Frozen Chocolate Tart
Rich and dense, this tart is a type of “flourless” chocolate cake.” If served warm, the center would be liquid. Freezing it stabilizes the chocolate center. Chef Hurtado serves it with fresh raspberry-Kahlua sauce and fresh fruit.
- Bittersweet Chocolate - 8 ounces, chopped
- Unsalted Butter - 1 tablespoon
- Eggs - 4
- Sugar - 1 tablespoon
- Flour - 1 tablespoon
- Raspberry Sauce
- Raspberries - sugar
- Sugar - 1 cup
- Kahlua liqueur - 1/4 cup + 1 tablespoon
- Cornstarch - 1 tablespoon
- Cool Water - 2 tablespoons
- Lemon Juice - 2 tablespoons
- Strawberries - 10 large
- Fresh Raspberries - 1/2 cup
- Mint sprig tips - 5 small
- Confectioner’s sugar for dusting
To make the tart: Preheat the oven to 350 F. Butter a 10-inch springform pan. Line the bottom with parchment paper and butter the parchment.
Melt the chocolate in the top of a double boiler over barely simmering water. When melted, take off the heat and stir in the butter until melted and combined.
Whisk the eggs and sugar in a bowl until completely blended, about 2 to 3 minutes; the mixture should be smooth but not yet thick enough to form a ribbon. Whisk in the flour. Stir in a large spoonful of the chocolate mixture with a spatula. When it is combined, stir in another spoonful, continuing until all the chocolate has been added. Switch to a balloon whisk and stir for about 30 seconds to finish. Pour into the prepared pan and bake for 30 to 35 minutes, until a crust has formed on top. Remove and let cool for 15 minutes. Turn out and wrap loosely with plastic wrap, then freeze for 2 to 3 hours, until hardened.

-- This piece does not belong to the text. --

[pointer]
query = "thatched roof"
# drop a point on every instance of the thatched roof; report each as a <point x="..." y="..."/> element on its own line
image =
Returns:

To prepare the sauce: Combine 1/2 pint of raspberries, the sugar, and 3 tablespoons of the Kahlua in a medium saucepan and cook over medium heat until the sugar has dissolved. Stir gently to break up the fruit. Stir the cornstarch into the water and add to the developing sauce. Cook without boiling for 1 to 2 minutes, until the mixture thickens and becomes translucent. Add the remaining Kahlua. At this point, the sauce may be strained to remove the seeds, or the seeds may be left in. Stir in the remaining raspberries and set aside to cool.
To serve: Take the cake out of the freezer and let warm for 20 minutes. Slice the strawberries vertically into narrow slices, leaving them attached at the green tops. Fan the berries around the perimeter of the cake, green tops out, fans toward the center. Fill the center with raspberries and garnish with mint sprigs. Slice into wedges and serve on dessert plates dusted with confectioner’s sugar. Pass the sauce separately in a transparent bowl to show off the color.